A Paracanoagem, canoagem executada por pessoas com deficiência (PCDs), é uma modalidade ainda recente, porém é um excelente esporte a ser praticado, já que dentro de um caiaque ocorre uma igualdade de possibilidades. Juntos, esses têm iguais condições de liberdade para locomoção, sendo que o desempenho técnico e físico depende exclusivamente da própria pessoa. Logo, podemos dizer que dentro de um caiaque as deficiências não aparecem ou são reduzidas.

O praticante pode usar adaptações que auxiliem a sua pratica, sendo ela por segurança ou na melhora do seu rendimento. Estas adaptações podem ser nos barcos ou externas, ou seja, gestos, comunicação por sons especiais, etc.

Em todos os casos, a Paracanoagem pode servir para lazer, recreação e/ou competição. Observando-se alguns aspectos de segurança e tendo um conhecimento da deficiência, todo clube, associação ou escola de canoagem pode atender a pessoa com deficiência.

O trabalho realizado na canoagem com deficientes tem como um dos objetivos: Alcançar a maior autonomia possível durante a prática desse esporte. Assim, com a criação de hábitos e costumes adquiridos na aprendizagem busca-se que o aluno ou atleta consiga, de forma independente, entrar no caiaque, realizar seu treino na água e sair do caiaque, com a menor ajuda possível de terceiros.

Concomitante a esta autonomia, observa-se a possibilidade do acesso das pessoas com deficiência  a prática desportiva, despertando o gosto pelo esporte e afastando assim o preconceito da sociedade para com o deficiente.
Neste contexto, a Confederação Brasileira de Canoagem (CBCa), criou em 26 de março de 1995, conforme a ata n.º 14, o Comitê Nacional de “Paracanoagem”.

Anos após esta criação, em outubro de 1999, tivemos um marco na história da, ainda chamada Canoagem Adaptada. A Associação Ecológica de Canoagem e Vela de Belém participou do XV Campeonato Brasileiro de Canoagem, e neste campeonato os então técnicoe, Professor Evaldo Malato e Professor Carlos Alberto Gonçalves, trouxeram uma equipe de pessoas com deficiência, acontecendo assim à primeira participação de uma equipe de deficientes na canoagem.

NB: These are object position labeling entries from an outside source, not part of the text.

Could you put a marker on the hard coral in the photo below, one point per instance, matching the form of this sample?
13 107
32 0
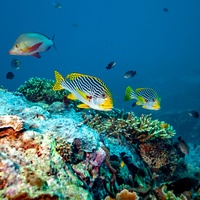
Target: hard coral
130 126
37 89
11 121
157 153
124 195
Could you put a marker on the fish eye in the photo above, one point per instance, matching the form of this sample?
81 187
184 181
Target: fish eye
103 96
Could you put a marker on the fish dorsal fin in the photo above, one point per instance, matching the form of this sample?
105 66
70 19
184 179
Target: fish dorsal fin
59 80
138 103
34 47
74 76
82 105
71 96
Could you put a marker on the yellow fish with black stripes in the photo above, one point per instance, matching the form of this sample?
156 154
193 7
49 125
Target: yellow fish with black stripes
146 97
90 90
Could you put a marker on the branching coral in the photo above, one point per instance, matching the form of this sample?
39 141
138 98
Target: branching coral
37 89
157 153
124 195
11 121
132 127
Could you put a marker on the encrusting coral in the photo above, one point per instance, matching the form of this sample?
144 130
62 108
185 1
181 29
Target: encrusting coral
130 126
55 154
37 89
124 195
158 153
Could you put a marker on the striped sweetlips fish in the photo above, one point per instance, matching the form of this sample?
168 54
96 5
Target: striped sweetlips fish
91 91
146 97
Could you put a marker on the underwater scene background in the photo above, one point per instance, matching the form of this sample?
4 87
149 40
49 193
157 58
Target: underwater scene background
52 149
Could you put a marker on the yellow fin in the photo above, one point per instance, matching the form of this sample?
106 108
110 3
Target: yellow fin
71 96
138 103
73 76
82 94
83 106
59 79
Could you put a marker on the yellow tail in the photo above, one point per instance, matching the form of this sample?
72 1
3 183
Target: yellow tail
59 79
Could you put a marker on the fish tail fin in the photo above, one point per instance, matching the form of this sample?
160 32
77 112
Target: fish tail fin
59 81
53 41
129 94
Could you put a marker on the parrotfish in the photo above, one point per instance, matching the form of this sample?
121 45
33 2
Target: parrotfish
31 44
90 90
146 97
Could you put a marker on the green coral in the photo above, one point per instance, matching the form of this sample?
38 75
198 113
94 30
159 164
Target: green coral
130 126
40 89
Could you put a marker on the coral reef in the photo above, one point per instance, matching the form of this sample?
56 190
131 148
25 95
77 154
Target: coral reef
158 153
130 126
54 152
37 89
11 121
125 195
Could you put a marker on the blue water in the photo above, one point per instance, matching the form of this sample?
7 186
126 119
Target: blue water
163 47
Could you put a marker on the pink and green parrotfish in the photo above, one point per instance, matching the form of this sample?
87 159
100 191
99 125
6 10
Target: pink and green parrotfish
31 44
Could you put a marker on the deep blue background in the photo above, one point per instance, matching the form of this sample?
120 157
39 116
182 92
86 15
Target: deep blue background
163 47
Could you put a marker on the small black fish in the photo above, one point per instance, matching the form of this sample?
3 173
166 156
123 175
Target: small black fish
194 114
15 63
129 74
134 104
183 146
10 75
57 5
165 9
111 65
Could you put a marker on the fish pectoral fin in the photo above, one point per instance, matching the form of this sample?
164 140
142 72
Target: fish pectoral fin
129 94
71 96
59 80
83 106
37 55
82 94
34 47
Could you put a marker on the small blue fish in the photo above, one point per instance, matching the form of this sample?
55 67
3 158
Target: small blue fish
146 97
15 63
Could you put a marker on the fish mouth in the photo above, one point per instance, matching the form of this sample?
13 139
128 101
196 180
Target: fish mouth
11 52
107 105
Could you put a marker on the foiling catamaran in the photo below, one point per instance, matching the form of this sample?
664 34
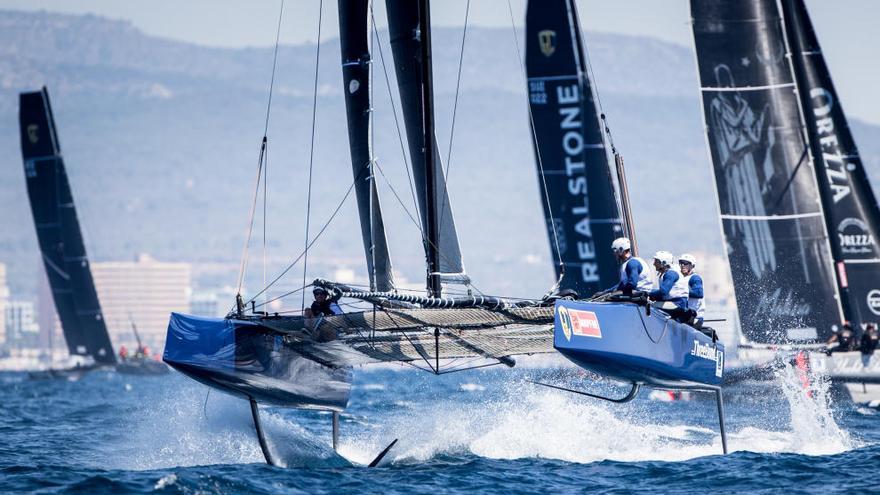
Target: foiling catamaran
306 362
62 248
798 214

Já no Sul, a Paracanoagem tornou-se efetivamente organizada em grupo e com atendimento específico, na cidade de Caxias do Sul (RS) em maio de 2000, na Represa São Miguel. A idéia do Professor Getúlio Vazatta,o então  presidente do Centro Integrado do Portador de Deficiência Física (CIDeF), teve a idéia de formar uma equipe de Paracanoagem aproveitando os atletas que participavam dos treinos de basquetebol sobre rodas.

 


PARACANOAGEM: UM SONHO PARAOLÍMPICO



No dia 11/12/2010 a Paracanoagem teve uma ótima notícia. Em reunião do Comitê Paraolímpico, na China, sete modalidades disputavam o direito de fazer parte das Paraolimpíadas a partir dos Jogos do Rio: badminton, canoagem, golf, futebol em cadeira de rodas elétrica, taekwondo, triatlo e basquete para pessoas com deficiência intelectual. Destas, somente O triatlo e a canoagem conseguiram a tão aguardada participação.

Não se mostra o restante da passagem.